Over in South Korea, Hynix has also slashed investments and scaled back output. The company’s inventory glut is partly the result of its acquisition of Intel Corp.’s flash memory business — a deal struck before the industry’s decline.
All eyes are now on memory-chip king Samsung, which has thus far said little about the industry’s near-term prospects. The world’s largest maker of chips, smartphones and display panels is set to report fourth-quarter earnings on Tuesday, followed by a call during which analysts are likely to question its capacity management plans.
The Korean tech giant has typically continued to spend during downturns, hoping to exit them with superior production and higher profitability when demand picks up. This time around, the market has been betting the company will tighten its chip supply, lifting its stock price in recent weeks.
Chip-manufacturing equipment maker Lam Research Corp. said last week that it’s seeing an unprecedented reduction in orders as memory customers cut and postpone spending. Executives at the company, which counts Samsung, SK Hynix and Micron as its top customers, declined to predict when such actions might help the memory market rebound.
“We’ve seen extraordinary measures within the memory market,” Lam CEO Tim Archer said on a call with investors. “It’s at levels that we haven’t seen in 25 years.”
It’s always been difficult for memory makers to handle spikes and troughs in demand.
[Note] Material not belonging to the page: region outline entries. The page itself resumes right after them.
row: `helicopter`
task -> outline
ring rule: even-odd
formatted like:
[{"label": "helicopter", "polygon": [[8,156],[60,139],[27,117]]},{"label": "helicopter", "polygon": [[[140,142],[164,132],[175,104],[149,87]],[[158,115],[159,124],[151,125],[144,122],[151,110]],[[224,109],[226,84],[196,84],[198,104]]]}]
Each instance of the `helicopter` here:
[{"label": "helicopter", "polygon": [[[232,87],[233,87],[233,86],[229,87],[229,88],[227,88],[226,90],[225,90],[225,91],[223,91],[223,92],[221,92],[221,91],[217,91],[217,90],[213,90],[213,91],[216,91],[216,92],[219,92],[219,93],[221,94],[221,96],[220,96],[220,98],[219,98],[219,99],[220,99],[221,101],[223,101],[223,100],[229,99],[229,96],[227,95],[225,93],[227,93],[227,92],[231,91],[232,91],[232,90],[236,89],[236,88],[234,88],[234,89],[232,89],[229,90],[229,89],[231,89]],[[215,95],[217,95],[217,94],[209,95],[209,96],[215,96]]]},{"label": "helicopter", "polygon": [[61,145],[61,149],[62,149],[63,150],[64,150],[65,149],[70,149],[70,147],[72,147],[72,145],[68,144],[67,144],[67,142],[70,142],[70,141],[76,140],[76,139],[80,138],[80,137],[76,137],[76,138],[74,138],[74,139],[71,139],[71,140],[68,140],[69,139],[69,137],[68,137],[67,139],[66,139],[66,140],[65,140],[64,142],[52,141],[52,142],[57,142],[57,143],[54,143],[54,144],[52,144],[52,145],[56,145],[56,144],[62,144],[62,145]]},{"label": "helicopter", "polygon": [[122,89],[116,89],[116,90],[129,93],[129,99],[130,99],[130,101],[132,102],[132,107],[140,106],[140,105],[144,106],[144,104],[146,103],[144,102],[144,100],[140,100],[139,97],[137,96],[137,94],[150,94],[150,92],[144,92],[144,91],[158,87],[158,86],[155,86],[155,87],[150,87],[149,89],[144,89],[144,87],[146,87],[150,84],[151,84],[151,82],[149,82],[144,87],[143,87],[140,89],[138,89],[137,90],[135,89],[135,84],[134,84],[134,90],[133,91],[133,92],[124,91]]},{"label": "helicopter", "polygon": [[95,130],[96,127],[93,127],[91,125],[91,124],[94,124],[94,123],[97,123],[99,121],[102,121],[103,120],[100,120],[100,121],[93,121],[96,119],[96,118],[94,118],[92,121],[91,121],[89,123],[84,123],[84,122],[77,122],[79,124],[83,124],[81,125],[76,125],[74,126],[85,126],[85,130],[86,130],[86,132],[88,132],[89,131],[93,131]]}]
Bringing new factories online takes years and billions of dollars, so it’s hard to get the timing right.
The risks have prompted companies in the industry to get more conservative. They’re more focused on profitability than trying to grow quickly and gain market share.
That’s especially true for so-called DRAM chips, where the three dominant suppliers — Samsung, Hynix and Micron — are reducing supply, said Shin Jinho, co-CEO of Midas International Asset Management. The other major part of the memory market, NAND chips, is more fragmented and is set to go through a more severe battle as the many contenders fight for survival, he said.
“The NAND market is experiencing fierce competition and the recovery will follow one quarter after the DRAM market recovery,” Shin said. “If the situation gets longer, eventually, we are going to see consolidation in the NAND market.”
The memory industry had mergers during previous downturns, and this one may be no exception. NAND makers Western Digital Corp. and Kioxia Holdings Corp. are progressing in their deal talks, people familiar with the matter said this month. Still, the companies already manufacture jointly and thus a merger won’t necessarily lead to reduced output.
The longer-term question is when customers’ demand will bounce back. China’s recent exit from Covid-related restrictions could be one catalyst to help the industry, as gadget makers will be able to bring manufacturing plants back to normal rhythm, said Greg Roh, head of technology research at HMC Investment & Securities.
“There will be pent-up demand for gadgets as well,” Roh said. “Our view is that memory will recover in the second half.”